A simple benchmark script compares database response time vs cache response time.
Run:
python benchmark/load_test.py
Example result:
DB Response Time: 0.084s
Cache Response Time: 0.002s
Cache is 42x faster than DB
This demonstrates the performance improvement achieved through caching.
Load testing is performed using Locust.
Run:
locust -f benchmark/locustfile.py
Open the Locust dashboard:
http://localhost:8089
Example test configuration:
Users: 200
Spawn Rate: 10
run_time: 1m
Host: [http://localhost:8000](http://localhost:8000)
Load testing was performed using Locust to simulate concurrent API traffic.
Concurrent Users: 200
Spawn Rate: 20 users/sec
Run Time: 1 minute
Host: http://localhost:8000
| Metric | Value |
|---|---|
| Throughput | ~119 requests/sec |
| Concurrent Users | 200 |
| Failure Rate | 7% before fix |
Initial load tests produced ~7% API failures.
Error observed:
KeyError in lru_cache.py
del self.cache[lru.key]
Under high concurrency:
- Multiple requests attempted to evict the same cache key
- One thread removed the key first
- Another thread attempted to delete the already removed key
- This produced a KeyError → HTTP 500
Unsafe deletion:
del self.cache[lru.key]
was replaced with:
self.cache.pop(lru.key, None)
This ensures safe deletion when multiple threads access the cache concurrently.
| Metric | Value |
|---|---|
| Throughput | ~129.2 requests/sec |
| Failure Rate | 0% |
| Concurrent Users | 200 |
All API failures were eliminated after the fix.
pip install -r requirements.txt
uvicorn api.server:app --reload --workers 4
Server runs at:
http://localhost:8000
API documentation:
http://localhost:8000/docs
This project demonstrates:
- Backend API Architecture
- Service Layer Design
- Caching Strategies
- Database Interaction
- Performance Optimization
- Logging and Observability
- Load testing with concurrent users
- Identifying and fixing race conditions in shared memory systems
This project demonstrates the design of a backend caching layer integrated with a REST API and database to improve system performance and reduce database load.
A custom in-memory LRU cache was implemented to store frequently accessed data and provide O(1) retrieval.
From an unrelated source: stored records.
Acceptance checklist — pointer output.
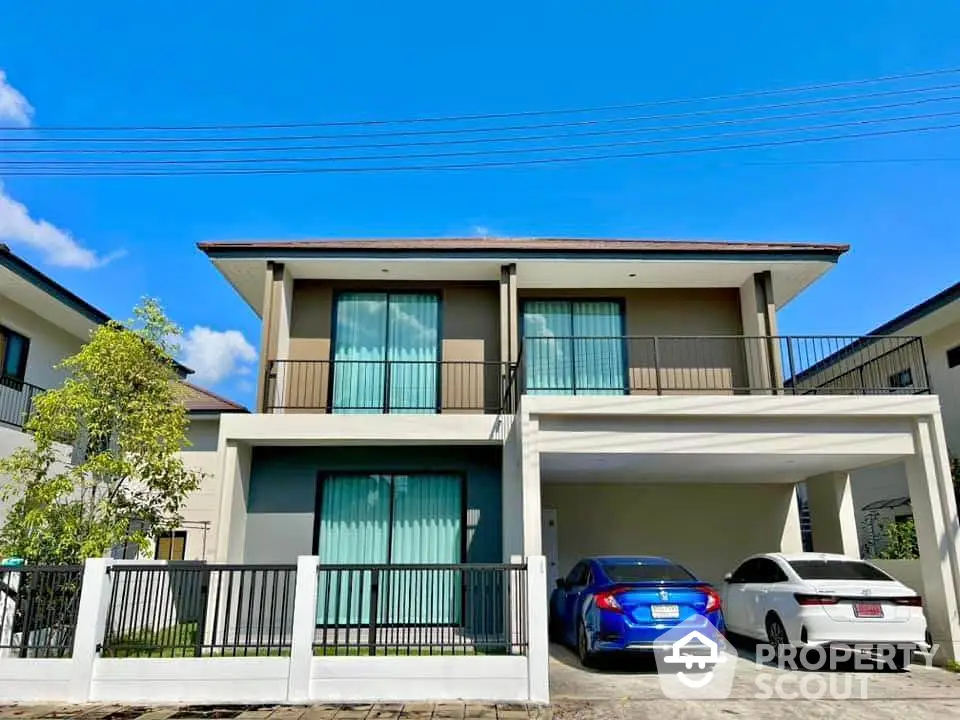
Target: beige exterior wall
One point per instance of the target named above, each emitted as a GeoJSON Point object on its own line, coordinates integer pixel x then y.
{"type": "Point", "coordinates": [203, 506]}
{"type": "Point", "coordinates": [678, 521]}
{"type": "Point", "coordinates": [49, 344]}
The system was evaluated through benchmarking and concurrent load testing, which helped identify a race condition in the cache eviction logic. After implementing a safe deletion strategy, the system achieved improved throughput and eliminated API failures under load.
The project highlights practical backend engineering concepts including cache design, service layer architecture, observability, performance benchmarking, and concurrency debugging.